程东风重新坐回椅上,从怀中取出婉琴的书信,再次缓缓展开。清秀的字迹,恳切的叮嘱,一字一句,都落在他的心尖上。他想起自己写下的回信,想起齐云山两位道长的救命之恩,心中百感交集。
他从未想过,自己这个远赴杭州、步步求生的人,身后竟有这样一位通透聪慧、格局开阔的女子,为他铺好退路,布下守护。从前他只为带着弟兄活下去,如今他多了一份牵挂,多了一份执念——要活着回去,回到歙县,回到那个为他灯盏长明、扫榻温酒的人身边。
就在这时,屋外传来程守达沉稳的声音,压得极低:“东风,外面有动静,鲁豫的一队便衣,从巷口过去了,没有停留。”
程东风神色不变,轻轻应了一声:“知道了,加强警戒,继续静观其变。”
窗外的脚步声渐渐远去,染坊内再度恢复死寂。程东风将书信小心折好,贴身藏好,眼底的柔意尽数褪去,重新变回那个冷静果决、步步为营的程东风。

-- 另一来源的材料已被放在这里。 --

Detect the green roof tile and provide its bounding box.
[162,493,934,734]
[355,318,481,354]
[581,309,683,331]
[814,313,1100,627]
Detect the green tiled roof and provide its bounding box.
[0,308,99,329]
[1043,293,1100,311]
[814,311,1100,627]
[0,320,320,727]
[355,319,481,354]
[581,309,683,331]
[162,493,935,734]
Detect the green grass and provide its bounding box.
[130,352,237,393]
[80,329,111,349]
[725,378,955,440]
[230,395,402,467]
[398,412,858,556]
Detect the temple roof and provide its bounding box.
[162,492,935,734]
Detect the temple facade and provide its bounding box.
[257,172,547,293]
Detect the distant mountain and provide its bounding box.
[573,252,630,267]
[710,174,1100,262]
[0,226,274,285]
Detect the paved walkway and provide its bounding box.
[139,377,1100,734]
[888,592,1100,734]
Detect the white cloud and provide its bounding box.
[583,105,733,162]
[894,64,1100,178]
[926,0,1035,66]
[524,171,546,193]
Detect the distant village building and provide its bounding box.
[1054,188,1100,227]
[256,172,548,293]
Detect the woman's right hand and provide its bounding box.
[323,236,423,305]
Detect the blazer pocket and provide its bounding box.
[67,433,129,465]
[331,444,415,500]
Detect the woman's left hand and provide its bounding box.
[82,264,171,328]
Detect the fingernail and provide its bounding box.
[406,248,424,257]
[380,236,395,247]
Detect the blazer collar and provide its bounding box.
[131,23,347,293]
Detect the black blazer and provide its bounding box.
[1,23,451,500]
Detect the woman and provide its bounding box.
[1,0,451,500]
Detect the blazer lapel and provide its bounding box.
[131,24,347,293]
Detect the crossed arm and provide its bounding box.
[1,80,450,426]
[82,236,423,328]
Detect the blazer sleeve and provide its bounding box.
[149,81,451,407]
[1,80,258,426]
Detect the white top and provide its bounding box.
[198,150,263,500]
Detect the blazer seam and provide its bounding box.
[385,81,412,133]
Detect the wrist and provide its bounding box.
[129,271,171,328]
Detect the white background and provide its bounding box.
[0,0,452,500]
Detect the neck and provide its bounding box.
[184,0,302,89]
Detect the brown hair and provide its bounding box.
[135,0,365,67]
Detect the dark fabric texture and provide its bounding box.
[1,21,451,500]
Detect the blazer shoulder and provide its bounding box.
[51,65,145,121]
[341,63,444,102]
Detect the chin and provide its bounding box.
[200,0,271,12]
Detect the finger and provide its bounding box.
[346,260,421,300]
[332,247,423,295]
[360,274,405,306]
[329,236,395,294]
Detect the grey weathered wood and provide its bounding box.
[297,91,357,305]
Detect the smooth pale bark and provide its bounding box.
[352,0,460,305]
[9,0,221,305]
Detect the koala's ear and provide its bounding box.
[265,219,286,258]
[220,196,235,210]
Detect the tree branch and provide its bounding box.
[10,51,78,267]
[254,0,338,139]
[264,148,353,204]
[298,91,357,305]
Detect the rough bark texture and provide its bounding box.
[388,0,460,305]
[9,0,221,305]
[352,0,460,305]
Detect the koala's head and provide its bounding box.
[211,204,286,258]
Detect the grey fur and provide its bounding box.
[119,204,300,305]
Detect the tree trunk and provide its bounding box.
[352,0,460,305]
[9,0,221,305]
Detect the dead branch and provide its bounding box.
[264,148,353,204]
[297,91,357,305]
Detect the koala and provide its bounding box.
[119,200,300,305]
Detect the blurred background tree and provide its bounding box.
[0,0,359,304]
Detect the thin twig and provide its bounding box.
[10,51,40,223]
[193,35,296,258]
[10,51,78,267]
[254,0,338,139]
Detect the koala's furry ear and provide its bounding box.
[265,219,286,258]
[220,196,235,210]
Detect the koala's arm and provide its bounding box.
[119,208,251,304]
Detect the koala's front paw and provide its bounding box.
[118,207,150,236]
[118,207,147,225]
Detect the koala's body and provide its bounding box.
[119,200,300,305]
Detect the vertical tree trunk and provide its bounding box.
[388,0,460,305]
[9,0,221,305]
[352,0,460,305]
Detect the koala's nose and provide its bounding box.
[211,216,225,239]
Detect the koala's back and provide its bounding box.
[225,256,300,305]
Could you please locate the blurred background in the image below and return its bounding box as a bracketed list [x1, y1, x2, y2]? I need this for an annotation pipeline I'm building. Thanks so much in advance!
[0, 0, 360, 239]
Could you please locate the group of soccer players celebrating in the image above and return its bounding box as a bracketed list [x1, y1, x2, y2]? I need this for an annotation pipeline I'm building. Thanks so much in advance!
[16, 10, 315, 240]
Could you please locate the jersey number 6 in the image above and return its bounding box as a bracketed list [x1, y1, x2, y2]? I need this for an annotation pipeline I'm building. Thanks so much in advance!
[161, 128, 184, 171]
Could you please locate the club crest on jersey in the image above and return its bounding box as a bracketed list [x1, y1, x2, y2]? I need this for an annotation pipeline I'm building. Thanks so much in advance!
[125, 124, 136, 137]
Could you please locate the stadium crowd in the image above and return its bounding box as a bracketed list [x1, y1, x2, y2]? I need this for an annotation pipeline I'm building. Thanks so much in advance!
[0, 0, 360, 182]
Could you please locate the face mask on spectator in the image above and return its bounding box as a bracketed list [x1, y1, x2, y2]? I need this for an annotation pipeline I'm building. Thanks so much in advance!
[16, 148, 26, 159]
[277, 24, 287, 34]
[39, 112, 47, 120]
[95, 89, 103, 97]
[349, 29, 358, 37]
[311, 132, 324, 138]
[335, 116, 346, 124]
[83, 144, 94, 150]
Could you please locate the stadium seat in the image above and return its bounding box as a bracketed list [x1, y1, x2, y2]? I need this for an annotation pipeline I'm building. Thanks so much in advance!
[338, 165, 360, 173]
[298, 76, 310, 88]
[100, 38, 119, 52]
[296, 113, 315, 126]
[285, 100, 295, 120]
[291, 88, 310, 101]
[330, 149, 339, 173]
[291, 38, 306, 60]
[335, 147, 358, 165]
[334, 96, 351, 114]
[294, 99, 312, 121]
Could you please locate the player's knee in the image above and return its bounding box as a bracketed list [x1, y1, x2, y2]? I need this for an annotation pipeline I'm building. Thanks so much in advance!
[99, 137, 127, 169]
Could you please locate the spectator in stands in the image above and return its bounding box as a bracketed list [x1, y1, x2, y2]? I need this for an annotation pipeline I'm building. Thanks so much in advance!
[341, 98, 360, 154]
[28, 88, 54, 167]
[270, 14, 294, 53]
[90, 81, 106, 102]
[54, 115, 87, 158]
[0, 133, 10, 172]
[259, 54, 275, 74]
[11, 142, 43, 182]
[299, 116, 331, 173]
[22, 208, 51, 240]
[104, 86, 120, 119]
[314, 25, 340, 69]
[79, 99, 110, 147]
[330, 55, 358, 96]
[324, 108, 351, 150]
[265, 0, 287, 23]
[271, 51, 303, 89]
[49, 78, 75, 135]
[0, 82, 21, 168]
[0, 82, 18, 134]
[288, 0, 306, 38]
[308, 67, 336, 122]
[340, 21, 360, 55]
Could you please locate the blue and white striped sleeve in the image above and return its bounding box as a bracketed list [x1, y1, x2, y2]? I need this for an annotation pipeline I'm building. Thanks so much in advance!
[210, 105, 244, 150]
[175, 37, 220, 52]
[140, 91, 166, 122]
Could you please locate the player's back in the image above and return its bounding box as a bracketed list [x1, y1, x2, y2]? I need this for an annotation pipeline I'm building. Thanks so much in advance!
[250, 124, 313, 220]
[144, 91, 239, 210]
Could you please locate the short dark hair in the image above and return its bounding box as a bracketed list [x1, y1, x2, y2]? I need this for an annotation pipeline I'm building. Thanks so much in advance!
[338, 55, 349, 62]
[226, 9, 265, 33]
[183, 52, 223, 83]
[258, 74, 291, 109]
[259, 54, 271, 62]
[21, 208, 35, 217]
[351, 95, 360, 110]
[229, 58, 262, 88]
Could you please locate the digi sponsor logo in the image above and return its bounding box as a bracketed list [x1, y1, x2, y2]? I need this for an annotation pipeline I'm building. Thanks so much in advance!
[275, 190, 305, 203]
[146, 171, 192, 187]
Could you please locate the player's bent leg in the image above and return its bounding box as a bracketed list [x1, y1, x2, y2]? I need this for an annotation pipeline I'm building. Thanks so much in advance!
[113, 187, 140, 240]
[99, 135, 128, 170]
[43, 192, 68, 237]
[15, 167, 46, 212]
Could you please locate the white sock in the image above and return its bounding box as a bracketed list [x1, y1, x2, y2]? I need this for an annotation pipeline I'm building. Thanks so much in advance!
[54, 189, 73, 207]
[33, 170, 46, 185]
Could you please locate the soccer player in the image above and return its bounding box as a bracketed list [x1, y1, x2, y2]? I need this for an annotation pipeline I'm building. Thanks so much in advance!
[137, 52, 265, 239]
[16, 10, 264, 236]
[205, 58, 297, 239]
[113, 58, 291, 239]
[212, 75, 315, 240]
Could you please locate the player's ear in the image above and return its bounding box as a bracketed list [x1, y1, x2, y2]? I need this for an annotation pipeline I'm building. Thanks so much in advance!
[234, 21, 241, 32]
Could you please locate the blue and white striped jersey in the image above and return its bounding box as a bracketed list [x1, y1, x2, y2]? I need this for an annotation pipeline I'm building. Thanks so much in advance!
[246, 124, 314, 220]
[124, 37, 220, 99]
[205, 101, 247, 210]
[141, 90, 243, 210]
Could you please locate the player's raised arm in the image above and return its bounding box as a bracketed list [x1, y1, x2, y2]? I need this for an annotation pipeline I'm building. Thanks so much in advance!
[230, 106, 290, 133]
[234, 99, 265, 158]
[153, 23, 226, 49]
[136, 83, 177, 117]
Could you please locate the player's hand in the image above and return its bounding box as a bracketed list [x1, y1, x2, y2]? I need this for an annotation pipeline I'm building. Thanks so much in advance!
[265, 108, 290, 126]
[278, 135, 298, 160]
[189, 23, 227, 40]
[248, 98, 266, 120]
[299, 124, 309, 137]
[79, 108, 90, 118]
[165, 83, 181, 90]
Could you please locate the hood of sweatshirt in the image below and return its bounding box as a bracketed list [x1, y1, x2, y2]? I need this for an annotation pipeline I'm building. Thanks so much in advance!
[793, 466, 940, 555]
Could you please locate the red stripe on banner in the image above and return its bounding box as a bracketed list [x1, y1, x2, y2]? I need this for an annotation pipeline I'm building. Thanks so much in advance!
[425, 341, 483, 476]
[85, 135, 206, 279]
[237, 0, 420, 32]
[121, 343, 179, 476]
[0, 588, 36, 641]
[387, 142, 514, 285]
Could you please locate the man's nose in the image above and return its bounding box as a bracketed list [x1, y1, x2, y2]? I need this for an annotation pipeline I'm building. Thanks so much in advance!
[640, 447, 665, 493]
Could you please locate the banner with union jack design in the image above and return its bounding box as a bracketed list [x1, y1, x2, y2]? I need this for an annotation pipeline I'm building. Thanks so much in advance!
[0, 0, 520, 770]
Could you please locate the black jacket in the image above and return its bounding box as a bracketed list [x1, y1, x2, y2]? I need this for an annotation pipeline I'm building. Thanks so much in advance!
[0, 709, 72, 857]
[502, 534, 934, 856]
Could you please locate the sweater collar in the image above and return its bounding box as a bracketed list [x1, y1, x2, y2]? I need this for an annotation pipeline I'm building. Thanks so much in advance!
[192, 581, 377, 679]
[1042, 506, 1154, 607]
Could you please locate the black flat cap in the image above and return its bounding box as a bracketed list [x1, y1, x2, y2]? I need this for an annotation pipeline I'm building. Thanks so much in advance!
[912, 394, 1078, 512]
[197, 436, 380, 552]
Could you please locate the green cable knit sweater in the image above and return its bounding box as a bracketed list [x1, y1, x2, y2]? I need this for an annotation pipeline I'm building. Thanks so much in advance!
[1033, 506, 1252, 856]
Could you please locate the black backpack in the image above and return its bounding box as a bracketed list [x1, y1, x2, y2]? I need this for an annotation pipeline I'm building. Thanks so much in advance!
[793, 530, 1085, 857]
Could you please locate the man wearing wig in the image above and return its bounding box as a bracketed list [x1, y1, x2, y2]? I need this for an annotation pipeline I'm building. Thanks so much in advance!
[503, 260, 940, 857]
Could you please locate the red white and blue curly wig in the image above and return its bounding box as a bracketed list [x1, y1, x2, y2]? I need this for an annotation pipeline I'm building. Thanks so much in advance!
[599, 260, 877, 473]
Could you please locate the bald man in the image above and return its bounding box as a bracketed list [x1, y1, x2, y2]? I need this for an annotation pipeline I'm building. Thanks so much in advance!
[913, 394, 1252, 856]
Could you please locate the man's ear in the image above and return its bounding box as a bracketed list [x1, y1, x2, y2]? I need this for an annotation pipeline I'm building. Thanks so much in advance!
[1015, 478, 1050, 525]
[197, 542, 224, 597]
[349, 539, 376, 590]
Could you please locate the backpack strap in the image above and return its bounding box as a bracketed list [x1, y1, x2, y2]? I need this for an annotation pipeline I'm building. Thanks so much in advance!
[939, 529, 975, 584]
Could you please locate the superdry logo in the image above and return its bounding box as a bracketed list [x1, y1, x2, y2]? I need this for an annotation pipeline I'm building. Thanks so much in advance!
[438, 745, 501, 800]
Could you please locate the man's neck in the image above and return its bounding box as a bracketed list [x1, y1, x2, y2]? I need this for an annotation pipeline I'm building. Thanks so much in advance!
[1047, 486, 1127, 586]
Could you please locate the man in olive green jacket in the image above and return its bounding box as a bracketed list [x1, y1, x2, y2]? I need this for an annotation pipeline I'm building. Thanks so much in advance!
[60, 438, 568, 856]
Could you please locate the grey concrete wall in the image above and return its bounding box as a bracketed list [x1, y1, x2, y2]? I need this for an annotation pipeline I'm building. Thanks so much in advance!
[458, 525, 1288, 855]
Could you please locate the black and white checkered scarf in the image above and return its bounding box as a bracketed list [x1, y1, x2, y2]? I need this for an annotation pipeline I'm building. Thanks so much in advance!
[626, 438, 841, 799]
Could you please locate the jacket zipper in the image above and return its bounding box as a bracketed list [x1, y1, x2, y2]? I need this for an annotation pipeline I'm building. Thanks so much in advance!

鲁豫想做螳螂,他便做最有耐心的黄雀;鲁豫想搅乱局势,他便守好方寸之地。
乱局之中,稳者胜;暗战之下,忍者赢。
他不知道这场较量还要持续多久,也不知道鲁豫背后还藏着怎样的势力,但他心中笃定,只要守住本心,步步稳妥,终能拨开迷雾,破局而出。
天色大亮,阳光透过染坊破旧的窗棂,洒下几缕微弱的光斑。程东风端坐椅上,闭目养神,指尖依旧轻轻敲击着桌面,像是在计算着时间,又像是在等待着一个一击必杀的契机。
杭州城的明争暗斗愈演愈烈,有人焦躁,有人妄动,有人布控,有人窥探。而藏在暗处的程东风,始终静如寒潭,不动如山。
他在等,等鲁豫自乱阵脚,等真相浮出水面,等一个功成身退、踏归程的日子。
尺素藏温,心潮已定。
此局不破,绝不妄动;
此人不归,绝不罢休。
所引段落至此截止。